第百五十話 無事と責任
「ただいま~、凄いところだったよ! 大変だったけど面白かった」
「面白かったで済んだからいいが……まあ無事に戻ったから良しとするか。俊也君、リズを守ってくれてありがとう。また君に大きな借りができたな」
「いや、借りができたのは俺の方です。リズがいなければアイスドラゴンに勝てませんでした」
リズの保護者であるミハエルは、この鉄砲玉娘が飛び出すように俊也と行ってしまっていたので、この時間まで何も手がつかなかったようだ。いつ帰ってくるかと、昼下がり頃からずっと自宅の周りをウロウロしていたらしい。瘴気の源泉で強敵に遭遇し苦戦を強いられたが、順調に夕方までに帰って来ている俊也たちを見たミハエルの安堵は一入のものがある。
「アイスドラゴンか。瘴気の源泉には凄いモンスターがいるという噂はあったが本当だったんだな。ともかく無事に帰ってきてくれて良かった。家に入って休みなさい。温かい飲み物を淹れよう」
「ありがとうございます。正直ヘトヘトです……」
夕日が落ちかけた北方の村テレミラに、また寒く静かな秋の夜が訪れようとしている。非常に危険な調査を無事に終え、温かい紅茶を飲みながらレンガ造りの家で暖を取っている俊也たちは、本当に生きた心地を実感していた。

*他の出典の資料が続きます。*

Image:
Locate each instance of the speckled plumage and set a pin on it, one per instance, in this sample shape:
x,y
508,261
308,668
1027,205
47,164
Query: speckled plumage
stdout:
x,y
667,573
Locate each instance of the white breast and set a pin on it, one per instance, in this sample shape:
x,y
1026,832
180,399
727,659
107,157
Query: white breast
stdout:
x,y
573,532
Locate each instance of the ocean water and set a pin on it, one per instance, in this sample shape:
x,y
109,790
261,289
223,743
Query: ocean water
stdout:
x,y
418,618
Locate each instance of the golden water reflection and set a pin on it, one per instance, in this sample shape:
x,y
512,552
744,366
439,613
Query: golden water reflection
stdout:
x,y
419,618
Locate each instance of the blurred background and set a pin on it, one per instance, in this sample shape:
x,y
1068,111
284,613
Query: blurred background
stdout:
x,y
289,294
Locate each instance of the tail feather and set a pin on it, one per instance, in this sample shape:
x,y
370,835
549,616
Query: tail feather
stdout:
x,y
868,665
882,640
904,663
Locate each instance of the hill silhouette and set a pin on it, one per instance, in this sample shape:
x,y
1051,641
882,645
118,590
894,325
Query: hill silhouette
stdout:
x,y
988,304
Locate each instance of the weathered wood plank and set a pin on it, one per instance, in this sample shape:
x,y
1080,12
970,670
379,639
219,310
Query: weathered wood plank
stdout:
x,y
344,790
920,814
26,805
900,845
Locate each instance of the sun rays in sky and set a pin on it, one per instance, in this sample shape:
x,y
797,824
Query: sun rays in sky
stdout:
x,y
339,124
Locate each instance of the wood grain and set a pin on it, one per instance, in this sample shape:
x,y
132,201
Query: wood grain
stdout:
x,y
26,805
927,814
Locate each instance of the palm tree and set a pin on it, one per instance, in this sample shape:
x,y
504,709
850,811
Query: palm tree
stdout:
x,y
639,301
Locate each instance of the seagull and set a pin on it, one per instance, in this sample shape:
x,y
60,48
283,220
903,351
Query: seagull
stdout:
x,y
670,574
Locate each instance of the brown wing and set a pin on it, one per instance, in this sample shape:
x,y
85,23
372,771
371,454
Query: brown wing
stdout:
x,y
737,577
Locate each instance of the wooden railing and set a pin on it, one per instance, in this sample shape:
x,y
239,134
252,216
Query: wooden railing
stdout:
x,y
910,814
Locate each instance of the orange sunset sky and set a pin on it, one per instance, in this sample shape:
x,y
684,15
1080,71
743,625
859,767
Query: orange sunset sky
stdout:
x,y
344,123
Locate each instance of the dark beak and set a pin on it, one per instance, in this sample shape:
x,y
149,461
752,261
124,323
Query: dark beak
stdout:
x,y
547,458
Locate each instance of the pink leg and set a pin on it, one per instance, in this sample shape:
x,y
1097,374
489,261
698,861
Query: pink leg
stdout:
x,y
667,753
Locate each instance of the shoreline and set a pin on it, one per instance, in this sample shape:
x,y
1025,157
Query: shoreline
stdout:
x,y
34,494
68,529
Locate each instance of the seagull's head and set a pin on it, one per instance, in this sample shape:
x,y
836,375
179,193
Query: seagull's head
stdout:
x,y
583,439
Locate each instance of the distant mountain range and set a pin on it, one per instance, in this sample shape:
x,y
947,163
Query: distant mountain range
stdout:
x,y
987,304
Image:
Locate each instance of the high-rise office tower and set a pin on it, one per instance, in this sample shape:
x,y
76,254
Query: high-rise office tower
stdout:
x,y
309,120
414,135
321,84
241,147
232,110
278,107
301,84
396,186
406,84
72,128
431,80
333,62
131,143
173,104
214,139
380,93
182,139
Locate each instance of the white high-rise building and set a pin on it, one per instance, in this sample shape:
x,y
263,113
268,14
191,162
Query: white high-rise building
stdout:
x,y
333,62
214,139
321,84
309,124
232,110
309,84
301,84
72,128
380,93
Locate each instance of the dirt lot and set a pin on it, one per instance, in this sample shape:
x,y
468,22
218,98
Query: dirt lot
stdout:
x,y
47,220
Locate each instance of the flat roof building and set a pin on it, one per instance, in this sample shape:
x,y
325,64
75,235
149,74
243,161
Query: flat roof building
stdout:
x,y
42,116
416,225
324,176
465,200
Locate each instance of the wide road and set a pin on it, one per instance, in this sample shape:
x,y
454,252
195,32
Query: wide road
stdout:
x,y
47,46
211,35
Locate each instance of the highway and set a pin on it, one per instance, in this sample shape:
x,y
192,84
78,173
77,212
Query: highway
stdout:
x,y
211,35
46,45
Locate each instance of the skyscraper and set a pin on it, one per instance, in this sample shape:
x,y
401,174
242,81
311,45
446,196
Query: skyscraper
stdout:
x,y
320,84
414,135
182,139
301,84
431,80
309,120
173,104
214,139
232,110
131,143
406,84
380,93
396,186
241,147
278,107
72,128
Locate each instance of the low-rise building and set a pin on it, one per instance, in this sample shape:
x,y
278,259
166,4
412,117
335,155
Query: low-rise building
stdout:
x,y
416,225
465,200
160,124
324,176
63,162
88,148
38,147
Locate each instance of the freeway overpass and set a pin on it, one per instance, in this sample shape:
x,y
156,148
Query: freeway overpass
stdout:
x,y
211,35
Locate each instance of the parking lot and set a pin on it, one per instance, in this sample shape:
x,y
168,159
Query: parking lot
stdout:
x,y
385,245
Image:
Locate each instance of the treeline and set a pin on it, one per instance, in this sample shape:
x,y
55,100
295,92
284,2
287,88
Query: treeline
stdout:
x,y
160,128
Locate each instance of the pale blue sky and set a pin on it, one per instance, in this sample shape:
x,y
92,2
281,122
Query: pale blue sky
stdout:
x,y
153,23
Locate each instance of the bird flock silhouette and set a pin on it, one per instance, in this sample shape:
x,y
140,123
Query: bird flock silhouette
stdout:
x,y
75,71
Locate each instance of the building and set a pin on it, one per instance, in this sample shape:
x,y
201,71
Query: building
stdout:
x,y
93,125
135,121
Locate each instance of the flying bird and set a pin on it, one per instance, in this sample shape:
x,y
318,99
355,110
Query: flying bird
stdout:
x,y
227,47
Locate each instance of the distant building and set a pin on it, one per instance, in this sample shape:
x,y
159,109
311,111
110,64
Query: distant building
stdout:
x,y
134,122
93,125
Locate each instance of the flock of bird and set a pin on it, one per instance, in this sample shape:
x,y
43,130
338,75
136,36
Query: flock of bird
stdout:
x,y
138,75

「リズが飛び出してたおかげで何も用意ができてなくてね。晩餉まで時間がかかるよ」
「ゆっくり作って頂いて大丈夫ですよ。お腹も減っていますけど、それよりなんだか眠くて……」
サキとセイラは緊張がすっかり解けたのと、俊也を助けるためキュアヒールを使い、魔力を多量に消費したこともあり、疲労困憊でとても眠そうだ。ミハエルはその様子を悟り「ベッドで休んだ方がいい」と、睡魔に襲われている美人姉妹を客間の寝室へ案内している。彼女たちはベッドに就くとすぐ、静かな寝息で深い眠りに落ちていった。
「俺以上にサキとセイラさんは疲れていたんですね……帰るまでそのことを何も言わなかった。責任を感じます……」
「いやいや、気にすることはないよ。彼女たちが一番分かっている。君の足手まといにならず、助けになりたいんだ」
400年生きてきた人生の先輩の言葉には重みがある。シンプルに加羅藤姉妹の心中を察した言葉であるが、俊也の心に深くそれは届いた。真面目で誠実な彼は、ますますサキとセイラの思いに対し、責任を感じてしまっている。
(この子には逆効果だったかな?)
椅子に座り、うつむいて考え込んでいる俊也を見守りながら、ミハエルは長年の落ち着いた手さばきで野菜や肉を切り分けている。滋養があるシチューを作っているようだ。